This repository contains the code and data for the paper “Pervasive Annotation Errors Break Text-to-SQL Benchmarks and Leaderboards.”
We introduce SAR-Agent, the first AI agent for detecting annotation errors in text-to-SQL benchmarks via multi-turn interaction with the database. Using SAR-Agent and expert analysis, we find that BIRD Mini-Dev and Spider 2.0-Snow have error rates of 52.8% and 62.8%, respectively.
We corrected 100 examples sampled from the BIRD Dev set and re-evaluated all 16 open-source agents from the BIRD leaderboard. We observe performance changes of −7% to +31% (relative) and ranking changes from −9 to +9.

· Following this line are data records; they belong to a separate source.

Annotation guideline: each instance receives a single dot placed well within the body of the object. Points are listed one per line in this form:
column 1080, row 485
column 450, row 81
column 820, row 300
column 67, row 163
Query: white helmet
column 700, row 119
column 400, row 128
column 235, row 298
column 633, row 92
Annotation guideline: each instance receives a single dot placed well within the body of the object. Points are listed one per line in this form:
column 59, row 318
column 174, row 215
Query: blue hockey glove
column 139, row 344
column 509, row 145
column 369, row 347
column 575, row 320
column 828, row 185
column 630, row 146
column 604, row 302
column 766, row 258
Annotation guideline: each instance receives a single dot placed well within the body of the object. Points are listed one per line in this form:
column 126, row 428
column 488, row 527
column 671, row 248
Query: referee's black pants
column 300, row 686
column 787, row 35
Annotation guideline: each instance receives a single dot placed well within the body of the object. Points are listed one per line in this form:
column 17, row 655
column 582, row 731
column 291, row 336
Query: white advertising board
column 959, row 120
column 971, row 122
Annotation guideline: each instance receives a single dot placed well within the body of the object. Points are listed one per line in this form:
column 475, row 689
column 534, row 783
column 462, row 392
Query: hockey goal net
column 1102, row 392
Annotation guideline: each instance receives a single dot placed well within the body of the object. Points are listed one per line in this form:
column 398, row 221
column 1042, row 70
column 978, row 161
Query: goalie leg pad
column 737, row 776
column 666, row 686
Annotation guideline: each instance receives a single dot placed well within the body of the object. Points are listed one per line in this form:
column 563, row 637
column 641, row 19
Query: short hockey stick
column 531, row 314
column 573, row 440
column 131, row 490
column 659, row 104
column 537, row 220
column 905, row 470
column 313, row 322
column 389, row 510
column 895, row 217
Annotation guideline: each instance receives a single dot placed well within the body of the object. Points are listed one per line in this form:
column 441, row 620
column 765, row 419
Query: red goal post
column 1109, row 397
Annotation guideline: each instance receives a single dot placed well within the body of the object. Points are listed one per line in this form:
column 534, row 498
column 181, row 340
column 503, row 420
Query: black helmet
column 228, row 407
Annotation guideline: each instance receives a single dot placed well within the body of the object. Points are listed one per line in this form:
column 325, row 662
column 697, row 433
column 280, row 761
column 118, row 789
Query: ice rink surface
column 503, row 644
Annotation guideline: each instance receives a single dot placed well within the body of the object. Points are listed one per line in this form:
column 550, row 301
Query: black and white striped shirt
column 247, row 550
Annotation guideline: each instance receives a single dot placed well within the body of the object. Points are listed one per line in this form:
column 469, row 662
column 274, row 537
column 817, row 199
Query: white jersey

Execution accuracy of agents on original and corrected BIRD Dev subsets

Agent ranking changes from original to corrected BIRD Dev subset

Repository layout
- SAR-Agent: implementation of SAR-Agent
- text_to_sql_agents: code and outputs for the 16 open-source agents we re-evaluated
We used OpenAI’s o3 model in our experiments.
Prerequisites
- Python 3.12
Install
cd SAR-Agent
pip install -r requirements.txt
Set credentials
- OpenAI:
export OPENAI_API_KEY='<your_api_key>'
BIRD
- Download the data from https://drive.google.com/file/d/1H_CoROs_rr-11cNg7UeP_cN9PxvGR1qf/view?usp=drive_link.
- Place databases and files under, e.g., ./bird
Spider 2.0-Snow
- Request Snowflake access via the Spider 2.0 repository: https://github.com/xlang-ai/Spider2.git
- Configure Snowflake credentials.
gdown 1H_CoROs_rr-11cNg7UeP_cN9PxvGR1qf
unzip bird.zip
Example invocations:
-
BIRD:
python sql_verifier.py -
Spider 2.0-Snow:
python sql_verifier_sf.py -
Spider 2.0-Snow-0713:
python sql_verifier_sf.py --old_sf
We include 16 open-source agents from the BIRD leaderboard under text_to_sql_agents. For convenience, we also include the generated SQL outputs used in our study.
- Each agent folder under text_to_sql_agents contains a results/ subfolder with generated queries for both the original and corrected subsets (see each agent’s README for file names).
- To compute execution accuracy, run the evaluation script, for example:
python evaluate.py \ --pred ./CHESS/results/dev.json \ --gold ./data/dev/dev.json \ --db_path ./data/dev/dev_databases
- Download the original and corrected BIRD Dev subsets https://drive.google.com/file/d/1lhWvaI15UnAa7Mjs1dtKiBEfLRzJJpEz/view?usp=sharing
gdown 1lhWvaI15UnAa7Mjs1dtKiBEfLRzJJpEz
- Each agent folder contains a README with environment setup, checkpoints, and run commands.
- You can follow their README files to run agents yourself.